Sandboxes¶
Sandboxes are isolated containers you can exec commands into — like SSH into a fresh machine. They're used by SWE agents to run code, edit files, and run tests in a clean environment.
Basic usage¶
import openmodal
app = openmodal.App("my-agent")
image = openmodal.Image.debian_slim().apt_install("git").pip_install("requests")
sandbox = openmodal.Sandbox.create(image=image, app=app, timeout=300)
proc = sandbox.exec("bash", "-c", "echo hello")
print(proc.stdout.read()) # "hello"
print(proc.returncode) # 0
sandbox.exec("bash", "-c", "git clone https://github.com/pallets/click.git /workspace")
sandbox.exec("bash", "-c", "cd /workspace && python3 -m pytest tests/")
sandbox.terminate()
How it works¶
Sandbox.create()creates a container with your image, keeps it alive withsleepsandbox.exec(...)runs commands inside the container- Files persist between execs — the container stays alive until you terminate it
sandbox.terminate()deletes the container
On GCP this creates a Kubernetes pod.
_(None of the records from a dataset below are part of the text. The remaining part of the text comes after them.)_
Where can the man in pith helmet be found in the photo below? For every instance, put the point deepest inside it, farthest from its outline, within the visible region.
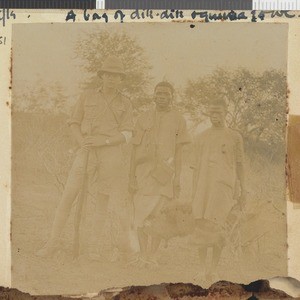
(101, 122)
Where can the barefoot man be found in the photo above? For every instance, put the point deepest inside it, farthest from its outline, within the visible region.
(101, 122)
(218, 167)
(155, 171)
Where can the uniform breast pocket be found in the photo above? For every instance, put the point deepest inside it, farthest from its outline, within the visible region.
(90, 111)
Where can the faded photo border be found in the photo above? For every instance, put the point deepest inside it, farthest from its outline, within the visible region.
(5, 128)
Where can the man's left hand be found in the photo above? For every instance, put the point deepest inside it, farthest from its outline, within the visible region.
(94, 141)
(242, 199)
(176, 187)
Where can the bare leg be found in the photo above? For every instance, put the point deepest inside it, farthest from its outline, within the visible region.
(143, 241)
(203, 251)
(99, 220)
(63, 210)
(216, 255)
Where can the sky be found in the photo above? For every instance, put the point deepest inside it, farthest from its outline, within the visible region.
(176, 51)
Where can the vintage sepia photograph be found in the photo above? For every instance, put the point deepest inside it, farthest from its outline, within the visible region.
(147, 153)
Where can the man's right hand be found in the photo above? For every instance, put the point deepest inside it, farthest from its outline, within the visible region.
(132, 186)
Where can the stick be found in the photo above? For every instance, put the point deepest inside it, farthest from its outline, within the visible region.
(78, 213)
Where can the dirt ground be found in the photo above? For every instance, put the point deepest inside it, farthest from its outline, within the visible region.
(257, 250)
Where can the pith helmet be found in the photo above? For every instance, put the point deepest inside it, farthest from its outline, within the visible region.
(112, 64)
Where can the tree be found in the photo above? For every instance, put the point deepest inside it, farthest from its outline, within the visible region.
(95, 47)
(256, 104)
(43, 97)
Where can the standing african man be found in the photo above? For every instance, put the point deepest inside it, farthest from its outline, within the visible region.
(218, 168)
(156, 162)
(101, 121)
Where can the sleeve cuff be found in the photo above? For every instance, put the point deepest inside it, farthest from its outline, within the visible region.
(127, 135)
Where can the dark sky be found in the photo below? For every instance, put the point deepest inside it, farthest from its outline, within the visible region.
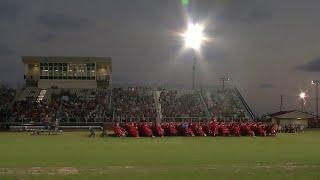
(267, 48)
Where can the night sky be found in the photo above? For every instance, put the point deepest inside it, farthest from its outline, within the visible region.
(267, 48)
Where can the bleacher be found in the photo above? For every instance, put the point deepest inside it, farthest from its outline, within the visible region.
(72, 105)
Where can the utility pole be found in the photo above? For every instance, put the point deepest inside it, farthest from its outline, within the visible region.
(281, 102)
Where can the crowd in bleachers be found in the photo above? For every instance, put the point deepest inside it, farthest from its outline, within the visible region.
(134, 102)
(32, 111)
(185, 105)
(291, 128)
(224, 104)
(6, 97)
(94, 107)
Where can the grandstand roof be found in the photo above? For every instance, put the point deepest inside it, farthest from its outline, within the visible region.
(84, 59)
(279, 114)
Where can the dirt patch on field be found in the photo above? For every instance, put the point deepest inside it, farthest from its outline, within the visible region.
(39, 171)
(233, 168)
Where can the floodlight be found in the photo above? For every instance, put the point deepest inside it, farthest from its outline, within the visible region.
(194, 36)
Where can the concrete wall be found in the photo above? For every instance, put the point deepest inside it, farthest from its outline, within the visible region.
(67, 83)
(290, 121)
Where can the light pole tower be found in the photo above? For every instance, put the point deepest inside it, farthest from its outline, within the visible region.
(303, 101)
(316, 82)
(223, 81)
(193, 38)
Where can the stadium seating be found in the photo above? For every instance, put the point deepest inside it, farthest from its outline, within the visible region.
(6, 97)
(127, 104)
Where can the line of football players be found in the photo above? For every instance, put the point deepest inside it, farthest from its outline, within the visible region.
(213, 128)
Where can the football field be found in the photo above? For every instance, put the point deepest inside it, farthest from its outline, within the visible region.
(73, 155)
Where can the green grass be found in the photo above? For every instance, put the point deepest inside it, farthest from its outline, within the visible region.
(75, 156)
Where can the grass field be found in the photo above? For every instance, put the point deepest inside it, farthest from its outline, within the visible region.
(75, 156)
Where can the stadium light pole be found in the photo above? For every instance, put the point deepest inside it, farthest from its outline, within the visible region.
(303, 101)
(316, 82)
(193, 38)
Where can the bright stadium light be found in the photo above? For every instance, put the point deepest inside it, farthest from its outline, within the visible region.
(194, 36)
(302, 95)
(316, 83)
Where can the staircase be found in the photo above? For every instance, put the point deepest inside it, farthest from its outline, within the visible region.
(41, 95)
(158, 105)
(245, 105)
(204, 105)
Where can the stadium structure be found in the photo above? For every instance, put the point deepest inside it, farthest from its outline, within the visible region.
(78, 91)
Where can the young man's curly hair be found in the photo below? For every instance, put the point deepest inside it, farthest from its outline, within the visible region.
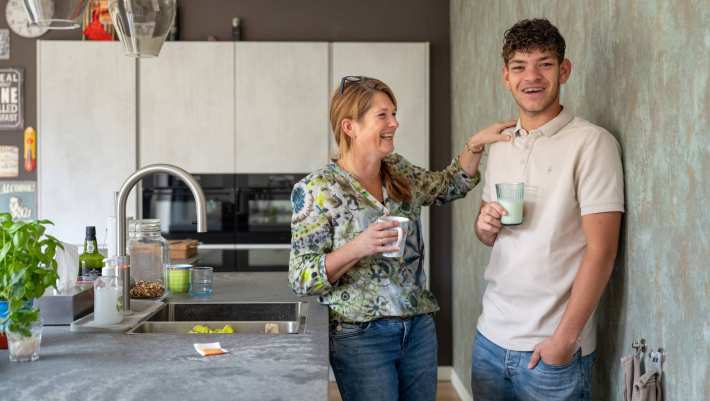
(533, 34)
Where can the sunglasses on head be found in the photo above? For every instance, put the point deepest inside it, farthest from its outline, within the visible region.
(351, 80)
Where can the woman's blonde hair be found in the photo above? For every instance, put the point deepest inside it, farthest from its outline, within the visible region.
(352, 100)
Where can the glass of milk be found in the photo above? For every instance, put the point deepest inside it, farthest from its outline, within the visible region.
(511, 196)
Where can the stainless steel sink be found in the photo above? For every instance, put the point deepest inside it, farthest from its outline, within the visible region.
(272, 318)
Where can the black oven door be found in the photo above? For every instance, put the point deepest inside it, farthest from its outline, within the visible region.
(169, 200)
(264, 208)
(244, 258)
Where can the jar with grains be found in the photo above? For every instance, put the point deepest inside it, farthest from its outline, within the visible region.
(148, 251)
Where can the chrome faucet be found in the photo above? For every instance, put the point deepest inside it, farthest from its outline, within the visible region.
(121, 213)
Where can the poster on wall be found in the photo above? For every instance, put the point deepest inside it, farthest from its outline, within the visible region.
(11, 99)
(4, 44)
(9, 161)
(18, 199)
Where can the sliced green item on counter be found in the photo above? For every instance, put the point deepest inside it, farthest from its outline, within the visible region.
(201, 329)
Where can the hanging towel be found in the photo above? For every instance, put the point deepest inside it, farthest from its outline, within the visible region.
(648, 387)
(632, 371)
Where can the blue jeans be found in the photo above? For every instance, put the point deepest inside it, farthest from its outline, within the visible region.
(498, 374)
(385, 359)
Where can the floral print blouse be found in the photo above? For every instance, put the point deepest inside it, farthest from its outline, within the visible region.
(330, 208)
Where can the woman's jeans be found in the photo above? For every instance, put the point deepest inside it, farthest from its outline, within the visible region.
(498, 374)
(385, 359)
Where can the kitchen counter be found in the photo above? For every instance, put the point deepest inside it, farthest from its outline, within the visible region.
(89, 366)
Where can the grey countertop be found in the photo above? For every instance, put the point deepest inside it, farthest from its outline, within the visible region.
(88, 366)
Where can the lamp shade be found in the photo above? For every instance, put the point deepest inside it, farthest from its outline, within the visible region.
(55, 14)
(142, 25)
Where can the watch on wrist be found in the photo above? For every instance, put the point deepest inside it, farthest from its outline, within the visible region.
(474, 149)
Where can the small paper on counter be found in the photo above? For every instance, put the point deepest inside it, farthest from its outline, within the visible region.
(209, 349)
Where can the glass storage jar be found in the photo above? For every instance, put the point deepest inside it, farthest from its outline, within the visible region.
(148, 251)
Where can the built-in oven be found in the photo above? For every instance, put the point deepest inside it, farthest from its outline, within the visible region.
(248, 217)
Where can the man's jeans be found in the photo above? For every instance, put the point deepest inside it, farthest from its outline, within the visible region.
(385, 360)
(498, 374)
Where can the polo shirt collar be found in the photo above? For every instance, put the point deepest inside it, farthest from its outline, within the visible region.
(550, 128)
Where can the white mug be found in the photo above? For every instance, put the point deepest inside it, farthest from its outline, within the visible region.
(401, 235)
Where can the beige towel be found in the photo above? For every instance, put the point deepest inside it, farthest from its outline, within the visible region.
(632, 371)
(648, 387)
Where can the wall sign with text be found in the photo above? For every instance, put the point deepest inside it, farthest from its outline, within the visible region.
(18, 199)
(11, 99)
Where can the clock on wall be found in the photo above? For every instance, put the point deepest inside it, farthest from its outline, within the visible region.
(18, 21)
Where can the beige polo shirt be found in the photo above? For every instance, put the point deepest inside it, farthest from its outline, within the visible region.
(570, 168)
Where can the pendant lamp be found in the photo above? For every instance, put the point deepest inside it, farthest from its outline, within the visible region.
(55, 14)
(142, 25)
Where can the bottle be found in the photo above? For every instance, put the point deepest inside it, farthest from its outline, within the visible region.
(236, 30)
(108, 291)
(174, 31)
(91, 261)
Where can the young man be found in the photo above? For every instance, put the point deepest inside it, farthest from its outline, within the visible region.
(536, 334)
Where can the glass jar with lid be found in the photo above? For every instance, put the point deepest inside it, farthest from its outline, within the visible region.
(148, 251)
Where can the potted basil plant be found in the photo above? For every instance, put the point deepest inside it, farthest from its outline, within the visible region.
(27, 269)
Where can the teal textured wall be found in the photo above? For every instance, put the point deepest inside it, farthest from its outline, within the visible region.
(640, 69)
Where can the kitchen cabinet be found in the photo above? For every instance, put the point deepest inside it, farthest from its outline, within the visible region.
(86, 133)
(208, 107)
(404, 67)
(281, 108)
(186, 105)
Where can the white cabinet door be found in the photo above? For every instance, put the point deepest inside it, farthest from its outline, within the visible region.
(404, 67)
(186, 101)
(86, 133)
(281, 107)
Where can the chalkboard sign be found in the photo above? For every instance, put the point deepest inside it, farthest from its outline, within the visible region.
(11, 99)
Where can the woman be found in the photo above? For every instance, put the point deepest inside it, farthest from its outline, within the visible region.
(382, 335)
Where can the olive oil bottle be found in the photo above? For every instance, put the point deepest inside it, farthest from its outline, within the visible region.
(91, 261)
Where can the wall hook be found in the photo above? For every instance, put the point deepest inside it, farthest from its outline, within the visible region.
(657, 358)
(639, 345)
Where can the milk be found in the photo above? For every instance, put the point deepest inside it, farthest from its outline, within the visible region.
(107, 306)
(514, 209)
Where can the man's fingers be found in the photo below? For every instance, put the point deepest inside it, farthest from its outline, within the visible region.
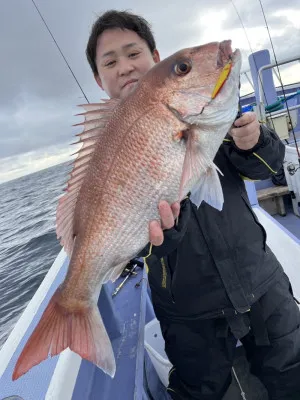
(245, 130)
(166, 215)
(156, 234)
(246, 143)
(175, 209)
(245, 119)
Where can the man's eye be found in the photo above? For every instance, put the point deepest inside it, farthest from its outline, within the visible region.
(134, 54)
(110, 63)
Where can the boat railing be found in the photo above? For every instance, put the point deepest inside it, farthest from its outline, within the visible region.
(284, 119)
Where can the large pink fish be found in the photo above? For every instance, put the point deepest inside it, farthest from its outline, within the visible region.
(159, 143)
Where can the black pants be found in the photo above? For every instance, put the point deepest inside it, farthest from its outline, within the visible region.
(202, 355)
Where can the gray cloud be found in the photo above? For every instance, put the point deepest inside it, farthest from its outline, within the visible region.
(38, 93)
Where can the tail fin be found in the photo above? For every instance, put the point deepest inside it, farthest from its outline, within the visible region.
(82, 331)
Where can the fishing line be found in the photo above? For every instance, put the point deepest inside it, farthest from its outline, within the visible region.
(59, 49)
(280, 80)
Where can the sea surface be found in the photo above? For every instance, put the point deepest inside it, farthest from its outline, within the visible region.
(28, 243)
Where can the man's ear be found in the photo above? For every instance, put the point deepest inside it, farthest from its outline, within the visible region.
(156, 56)
(98, 80)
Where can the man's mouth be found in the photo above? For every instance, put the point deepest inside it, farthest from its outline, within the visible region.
(128, 82)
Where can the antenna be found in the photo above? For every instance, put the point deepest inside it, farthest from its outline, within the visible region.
(59, 49)
(280, 80)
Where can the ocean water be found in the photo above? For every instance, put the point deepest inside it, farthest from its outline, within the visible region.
(28, 243)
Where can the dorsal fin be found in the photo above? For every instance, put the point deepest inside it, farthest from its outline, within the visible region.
(96, 117)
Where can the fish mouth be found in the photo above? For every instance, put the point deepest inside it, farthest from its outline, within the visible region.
(225, 53)
(226, 59)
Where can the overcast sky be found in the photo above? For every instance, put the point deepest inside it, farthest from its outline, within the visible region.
(38, 95)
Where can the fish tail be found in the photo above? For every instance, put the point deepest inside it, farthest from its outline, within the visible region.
(82, 331)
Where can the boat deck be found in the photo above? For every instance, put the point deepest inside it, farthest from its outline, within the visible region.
(252, 387)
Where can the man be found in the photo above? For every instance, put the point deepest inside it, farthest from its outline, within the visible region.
(213, 278)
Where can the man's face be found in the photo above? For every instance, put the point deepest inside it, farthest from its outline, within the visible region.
(122, 58)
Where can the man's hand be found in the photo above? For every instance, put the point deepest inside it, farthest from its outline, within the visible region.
(167, 214)
(247, 131)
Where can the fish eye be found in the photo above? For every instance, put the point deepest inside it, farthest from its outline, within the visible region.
(183, 67)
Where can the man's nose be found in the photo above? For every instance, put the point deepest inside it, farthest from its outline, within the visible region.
(125, 66)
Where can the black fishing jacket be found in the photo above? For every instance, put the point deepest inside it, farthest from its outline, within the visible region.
(216, 263)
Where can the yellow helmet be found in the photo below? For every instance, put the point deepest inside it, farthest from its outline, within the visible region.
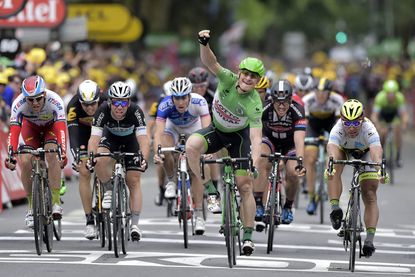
(352, 109)
(263, 83)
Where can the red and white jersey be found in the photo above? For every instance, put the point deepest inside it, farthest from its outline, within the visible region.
(53, 110)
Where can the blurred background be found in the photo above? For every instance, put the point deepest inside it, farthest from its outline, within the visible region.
(356, 43)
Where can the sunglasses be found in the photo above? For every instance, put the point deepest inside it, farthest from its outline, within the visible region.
(250, 74)
(38, 99)
(177, 98)
(88, 104)
(122, 103)
(355, 123)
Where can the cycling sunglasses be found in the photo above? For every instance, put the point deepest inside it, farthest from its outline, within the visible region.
(38, 99)
(117, 103)
(354, 123)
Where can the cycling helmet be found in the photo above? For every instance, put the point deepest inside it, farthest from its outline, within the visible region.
(33, 86)
(254, 65)
(304, 82)
(88, 92)
(198, 75)
(352, 109)
(281, 90)
(263, 83)
(324, 84)
(181, 86)
(120, 90)
(391, 86)
(166, 88)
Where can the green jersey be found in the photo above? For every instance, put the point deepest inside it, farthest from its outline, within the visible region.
(233, 111)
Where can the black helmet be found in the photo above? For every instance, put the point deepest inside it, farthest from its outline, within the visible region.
(282, 90)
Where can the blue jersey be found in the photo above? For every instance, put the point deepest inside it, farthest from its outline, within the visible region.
(197, 108)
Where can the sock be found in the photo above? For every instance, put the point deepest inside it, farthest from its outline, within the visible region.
(211, 188)
(135, 217)
(56, 196)
(370, 233)
(247, 233)
(89, 219)
(30, 201)
(215, 183)
(288, 204)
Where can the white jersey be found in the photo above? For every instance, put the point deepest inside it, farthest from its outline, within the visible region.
(322, 111)
(53, 110)
(367, 137)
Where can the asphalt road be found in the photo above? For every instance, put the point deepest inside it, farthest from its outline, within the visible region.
(304, 248)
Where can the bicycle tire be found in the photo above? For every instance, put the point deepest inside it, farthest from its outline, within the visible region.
(228, 230)
(271, 221)
(116, 216)
(184, 208)
(353, 230)
(123, 198)
(37, 207)
(48, 226)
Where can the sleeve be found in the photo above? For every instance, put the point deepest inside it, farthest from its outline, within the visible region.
(99, 121)
(140, 128)
(73, 126)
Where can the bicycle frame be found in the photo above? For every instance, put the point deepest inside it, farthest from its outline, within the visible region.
(352, 224)
(230, 209)
(184, 200)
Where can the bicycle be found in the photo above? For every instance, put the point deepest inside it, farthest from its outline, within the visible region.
(231, 221)
(184, 207)
(274, 205)
(41, 195)
(102, 220)
(119, 214)
(321, 186)
(352, 224)
(390, 154)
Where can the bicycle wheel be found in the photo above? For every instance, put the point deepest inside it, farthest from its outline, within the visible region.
(47, 217)
(116, 216)
(38, 211)
(125, 221)
(229, 237)
(183, 207)
(353, 230)
(271, 221)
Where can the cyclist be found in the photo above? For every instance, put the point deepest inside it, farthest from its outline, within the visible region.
(80, 111)
(38, 115)
(389, 108)
(181, 113)
(151, 123)
(120, 125)
(237, 110)
(284, 132)
(354, 136)
(322, 110)
(263, 85)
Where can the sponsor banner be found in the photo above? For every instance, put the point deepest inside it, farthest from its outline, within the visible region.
(37, 13)
(11, 7)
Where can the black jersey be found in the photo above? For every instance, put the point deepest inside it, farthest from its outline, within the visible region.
(281, 129)
(132, 123)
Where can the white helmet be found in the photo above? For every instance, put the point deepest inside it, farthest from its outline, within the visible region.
(119, 90)
(181, 86)
(166, 87)
(88, 92)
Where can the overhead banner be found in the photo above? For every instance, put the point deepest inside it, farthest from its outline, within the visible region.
(37, 13)
(11, 7)
(108, 22)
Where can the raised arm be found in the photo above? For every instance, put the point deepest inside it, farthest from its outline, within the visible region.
(206, 55)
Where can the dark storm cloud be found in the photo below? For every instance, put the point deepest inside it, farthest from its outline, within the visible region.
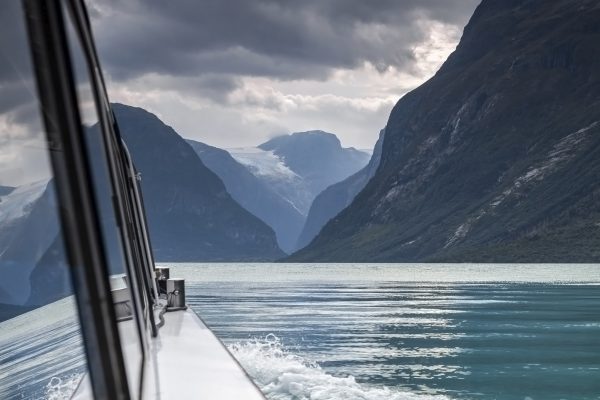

With --local it creates a Docker container. Your code is the same either way.
Parallel sandboxes¶
Multiple sandboxes run simultaneously. Each is fully isolated.
import concurrent.futures
def run_agent(agent_id):
sandbox = openmodal.Sandbox.create(image=image, app=app)
sandbox.exec("bash", "-c", f"echo 'agent {agent_id}' > /tmp/id.txt")
proc = sandbox.exec("bash", "-c", "cat /tmp/id.txt")
sandbox.terminate()
return proc.stdout.read()
with concurrent.futures.ThreadPoolExecutor(max_workers=4) as pool:
results = list(pool.map(run_agent, range(4)))
Performance¶
| Operation | Local Docker | GCP (warm) |
|---|---|---|
Sandbox.create() |
~13s (first), ~1s (cached) | ~5s |
sandbox.exec() |
~0.07s | ~0.2s |
sandbox.terminate() |
instant | instant |
| 4 parallel sandboxes | ~13s (first), ~1s (cached) | ~5s |
First run builds the image. After that, the image is cached and creation is fast.